Kein Zwinkern weiter gilt es wieder Wolken zu fangen. Erwachen, kühler als gedacht, wärmer als befürchtet. Das Privileg kurzer Wege, entlang von Infrastruktur, dunklen Wohnhäusern, ersten hellen Büros. Bilder fliegen, Ton dünner Räder und gelegentliches, durch Mark und Bein gehendes Rumpeln sorgen für Bodenständigkeit und den Kontakt zu all den bekannten und trotzdem immer wieder überraschenden Unebenheiten, Spurrinnen, Schlaglöchern dieser Welt. (Viel zu viel gedankliche Symbolik inmitten fremder Viertel. Besser: Büroküche, zweiter Kaffee, Zimmertür. Sonnenaufgang ostwärts über den Hügeln. Noch planlos, aber zumindest motiviert. Habt es mild heute!)

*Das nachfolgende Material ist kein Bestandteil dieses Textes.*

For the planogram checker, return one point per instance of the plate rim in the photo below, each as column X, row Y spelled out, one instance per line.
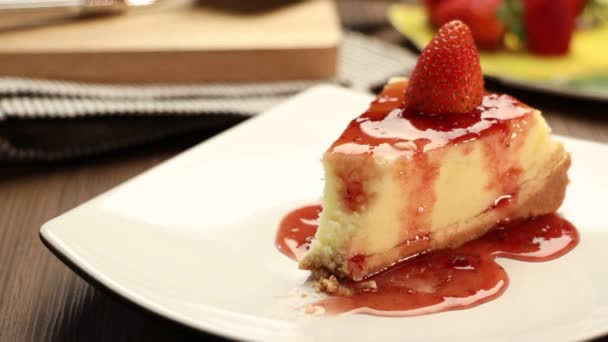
column 88, row 272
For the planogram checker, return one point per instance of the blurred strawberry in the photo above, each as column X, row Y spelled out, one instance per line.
column 577, row 6
column 479, row 15
column 549, row 26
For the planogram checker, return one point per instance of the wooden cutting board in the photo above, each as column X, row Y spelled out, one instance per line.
column 194, row 42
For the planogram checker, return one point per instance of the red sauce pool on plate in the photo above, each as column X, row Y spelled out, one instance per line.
column 440, row 280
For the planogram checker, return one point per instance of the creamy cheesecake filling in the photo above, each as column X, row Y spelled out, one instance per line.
column 391, row 197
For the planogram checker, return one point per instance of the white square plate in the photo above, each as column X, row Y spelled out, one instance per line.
column 193, row 240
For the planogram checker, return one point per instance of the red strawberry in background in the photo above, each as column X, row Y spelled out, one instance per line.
column 549, row 25
column 480, row 15
column 447, row 77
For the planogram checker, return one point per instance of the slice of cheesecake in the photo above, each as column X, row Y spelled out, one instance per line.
column 400, row 182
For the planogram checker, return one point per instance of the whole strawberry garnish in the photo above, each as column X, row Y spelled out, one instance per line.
column 549, row 25
column 447, row 77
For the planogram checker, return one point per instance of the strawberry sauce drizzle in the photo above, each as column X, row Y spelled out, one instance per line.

In der Frühe leben verknittertes Blinzeln und schnelles Erwachen: Anfahren gegen die Böen, den Wind. Versuch, Balance zu halten, Spur zu halten, nicht aus dem Sattel zu fallen. Tunnelblick auf einen virtuellen Punkt wenige Meter voraus, der über löchrige Straßen, nasse Pflastersteine, schlammige Seitenwege gleitet. Mond verzieht sich in Wolken gehüllt hinter den Horizont, ohne wirklich richtig wahrgenommen werden zu können. (Schließlich: Schlagende Fenster und Türen entlang der Büroflure. Erstes Flackern in ersten Zimmern. Krause Wellen ziehen tief unten durch die Hofnacht, der Springbrunnen schweigt noch immer. Zweiter Kaffe, erste Pläne. Mittwochmorgen. Habt es mild heute!)

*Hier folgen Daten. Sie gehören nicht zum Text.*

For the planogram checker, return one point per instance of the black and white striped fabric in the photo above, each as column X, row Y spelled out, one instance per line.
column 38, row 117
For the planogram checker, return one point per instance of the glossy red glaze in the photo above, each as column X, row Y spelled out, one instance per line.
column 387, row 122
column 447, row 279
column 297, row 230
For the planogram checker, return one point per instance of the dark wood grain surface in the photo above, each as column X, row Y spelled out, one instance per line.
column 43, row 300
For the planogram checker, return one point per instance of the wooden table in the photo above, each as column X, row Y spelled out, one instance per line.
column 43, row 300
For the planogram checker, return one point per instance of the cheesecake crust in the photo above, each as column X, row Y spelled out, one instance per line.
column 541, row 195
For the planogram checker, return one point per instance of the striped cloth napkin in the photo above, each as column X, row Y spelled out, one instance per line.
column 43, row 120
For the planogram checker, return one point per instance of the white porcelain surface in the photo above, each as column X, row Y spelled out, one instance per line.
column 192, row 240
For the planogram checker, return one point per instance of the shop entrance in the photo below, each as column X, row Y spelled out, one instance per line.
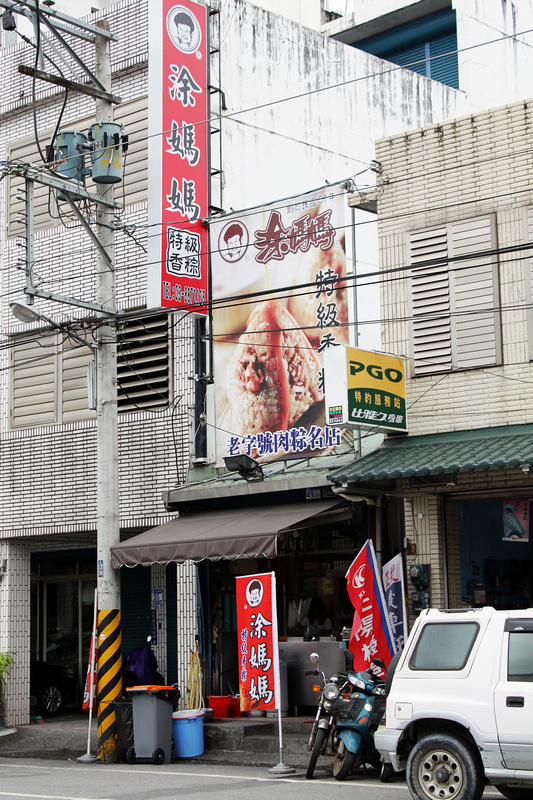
column 62, row 609
column 496, row 552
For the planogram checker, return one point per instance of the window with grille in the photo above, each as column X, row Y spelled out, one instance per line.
column 49, row 373
column 427, row 45
column 455, row 303
column 143, row 363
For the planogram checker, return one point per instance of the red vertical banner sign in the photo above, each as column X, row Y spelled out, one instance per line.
column 257, row 630
column 371, row 634
column 183, row 185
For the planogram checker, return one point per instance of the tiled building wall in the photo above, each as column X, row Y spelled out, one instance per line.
column 48, row 493
column 436, row 532
column 459, row 170
column 14, row 627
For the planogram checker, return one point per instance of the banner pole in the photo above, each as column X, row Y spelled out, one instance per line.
column 88, row 757
column 280, row 768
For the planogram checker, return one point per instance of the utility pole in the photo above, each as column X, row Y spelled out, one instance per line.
column 108, row 532
column 109, row 155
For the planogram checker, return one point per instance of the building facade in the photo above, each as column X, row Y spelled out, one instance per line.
column 296, row 109
column 455, row 250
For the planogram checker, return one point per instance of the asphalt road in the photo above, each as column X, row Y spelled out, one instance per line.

Etwas weiter: Immer wieder unterwegs. Beobachtungen von Büropflanzen, die im ersten Obergeschoss neben der Straßenbahn vorbeiziehen, und der Versuch, auf die Menschen dahinter zu schließen - sicher grob daneben. In den matten Scheiben spiegelt sich morgendlicher Berufsverkehr, Augen und Erinnerungen erkennen Gesichter, die altershalber nicht ins Jetzt passen, vor allem auch nicht ins Hier gehören. Und plötzlich erliegt man kurzer Panik, weil die Orientierung über diesen Beobachtungen Strecke und Haltestellen aus dem Blick verloren hat, man sich irgendwo und falsch und zu spät fühlt und zu viele unangenehme Sekunden braucht, wieder mit der Realität in Takt zu kommen. (Dann: Zweiter Kaffee, Büroküche. Noch kein Kalender. Dafür Zeichen naher Sonne, immerhin. Habt es mild heute!)

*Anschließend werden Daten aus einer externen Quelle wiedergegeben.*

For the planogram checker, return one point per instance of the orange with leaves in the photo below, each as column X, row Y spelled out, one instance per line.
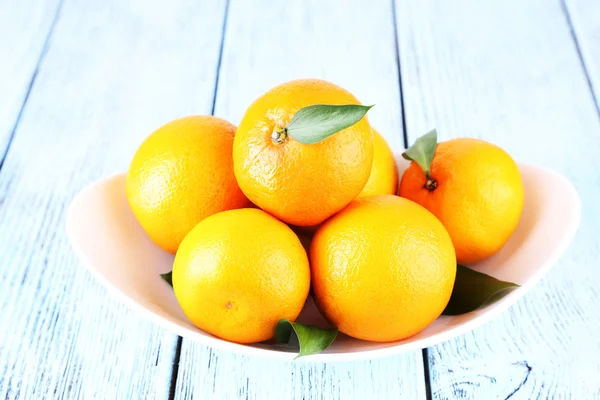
column 287, row 167
column 472, row 186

Knapp über Null. Taupunkte. Nacht erfüllt vom Lärm des Eises, über Schiefer rutschend, aus Schneefängen brechend, hart auf die Steine der Höfe, die Mülltonnen, die Gehwege schlagend. An der Kreuzung sind die Hausmeister schon mit Schaufeln zugange, die verbliebenen Spuren zu beseitigen. Hinter der Wand gähnt man hörbar, Fußboden zittert unter ersten Schritten. Die Maschinen werden wieder lauter. (Auch: Luft aus den Heizkörpern strömen lassen, während das Kaffeewasser kocht. Das Radio wieder abstellen und überlegen, ob dem Erwachen zukünftig andere akustische Rituale folgen sollten. Kopfschüttelnd über den Tageskalender blicken und versuchen, die eigenen Ziele der vergangenen Woche zu verstehen. Diese gewohnte Stunde fühlt sich viel zu früh an. Habt es mild heute!)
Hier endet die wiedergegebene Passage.